Julian se perdía en su mirada, ella con sus gemidos revelaba que se quejaba pero al mismo tiempo aceptaba esos movimientos.  Favorecido por la circunstancia la forzó para que levante sus piernas y apoyadas sobre los hombros de Julian, mientras que él volteaba el rostro por momentos  para besar sus pies, absorber de ellos en esos instantes donde la negra gemía a punto de llegar a su orgasmo.

Julian se reservaba, luego comenzaba nuevamente  el mismo juego del lenguaje de las miradas. Después la negra le dijo: —cuando lo vayas hacer mírame a los ojos, —mírame por favor—.

Julian tenía la sensación de que mirarla tanto a los ojos era como ver otro mundo, una parte de él temía y otra sentía tanta familiaridad, tanta cercanía como algo que ya había vivido. Un mundo cercano pero a la vez que no había experimentado.

Al final apagó la luz, la sujetó con rudeza entre esos mismos ramilletes que había tejido entre sus cabellos. Los risos  de la negra los había convertido en pequeños ramilletes como si hubieran surgido de una cascada costeña. Pues ahora las manos de Julian estaban adheridas como garras de un ave gigante.   

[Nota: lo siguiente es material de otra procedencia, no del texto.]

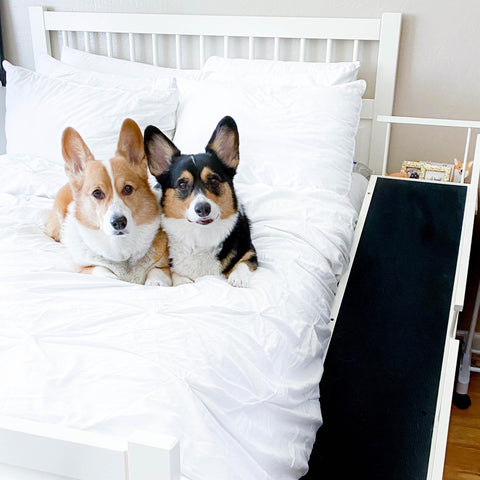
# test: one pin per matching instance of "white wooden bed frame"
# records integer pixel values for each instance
(30, 450)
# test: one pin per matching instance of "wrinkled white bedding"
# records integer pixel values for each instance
(233, 373)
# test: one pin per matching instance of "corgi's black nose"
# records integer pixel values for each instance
(202, 209)
(118, 223)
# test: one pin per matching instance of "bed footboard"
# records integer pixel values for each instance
(31, 450)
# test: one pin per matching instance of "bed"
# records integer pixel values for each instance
(105, 379)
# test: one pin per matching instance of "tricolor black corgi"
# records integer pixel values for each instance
(208, 232)
(107, 215)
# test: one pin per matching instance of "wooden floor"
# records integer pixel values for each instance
(463, 449)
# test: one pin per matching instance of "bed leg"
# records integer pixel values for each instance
(153, 457)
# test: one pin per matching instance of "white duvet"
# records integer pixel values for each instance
(233, 373)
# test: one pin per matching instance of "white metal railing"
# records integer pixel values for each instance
(436, 122)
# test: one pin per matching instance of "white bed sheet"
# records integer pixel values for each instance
(233, 373)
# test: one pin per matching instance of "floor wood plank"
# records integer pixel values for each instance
(462, 460)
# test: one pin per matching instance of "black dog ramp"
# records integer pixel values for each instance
(379, 389)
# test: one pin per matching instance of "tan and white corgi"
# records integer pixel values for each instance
(107, 215)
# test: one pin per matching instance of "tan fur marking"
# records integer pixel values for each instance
(161, 256)
(142, 201)
(88, 210)
(224, 200)
(206, 172)
(175, 207)
(53, 225)
(160, 246)
(246, 259)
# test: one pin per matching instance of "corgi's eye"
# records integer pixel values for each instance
(182, 184)
(127, 190)
(214, 182)
(98, 194)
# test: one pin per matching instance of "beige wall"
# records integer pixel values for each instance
(439, 65)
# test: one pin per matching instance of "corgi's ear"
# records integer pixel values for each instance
(130, 142)
(159, 149)
(224, 142)
(75, 152)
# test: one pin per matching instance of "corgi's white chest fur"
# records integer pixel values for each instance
(129, 257)
(194, 248)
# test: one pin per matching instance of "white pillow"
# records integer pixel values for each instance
(39, 108)
(99, 63)
(48, 65)
(285, 72)
(289, 136)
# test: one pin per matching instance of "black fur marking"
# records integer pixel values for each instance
(182, 163)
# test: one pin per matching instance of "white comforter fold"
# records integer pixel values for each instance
(233, 373)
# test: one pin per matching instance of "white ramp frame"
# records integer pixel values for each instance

—Ahora ya no eres mi princesa, ahora eres mi reina —dijo  Julian con una seguridad que pocas veces había tenido.

Con ambas manos sobre sus cabellos mientras que él estaba sobre ella a punto de llegar a otro orgasmo, empezó a imaginar a la corona que merecía esas enredaderas…  Fue la emanación de estas fiebres: que no pudo controlar la rudeza de sus manos y ella tampoco, en tal descontrol se asfixiaron entrando así a  una escena cuyo  limbo  logró ser su nuevo reino.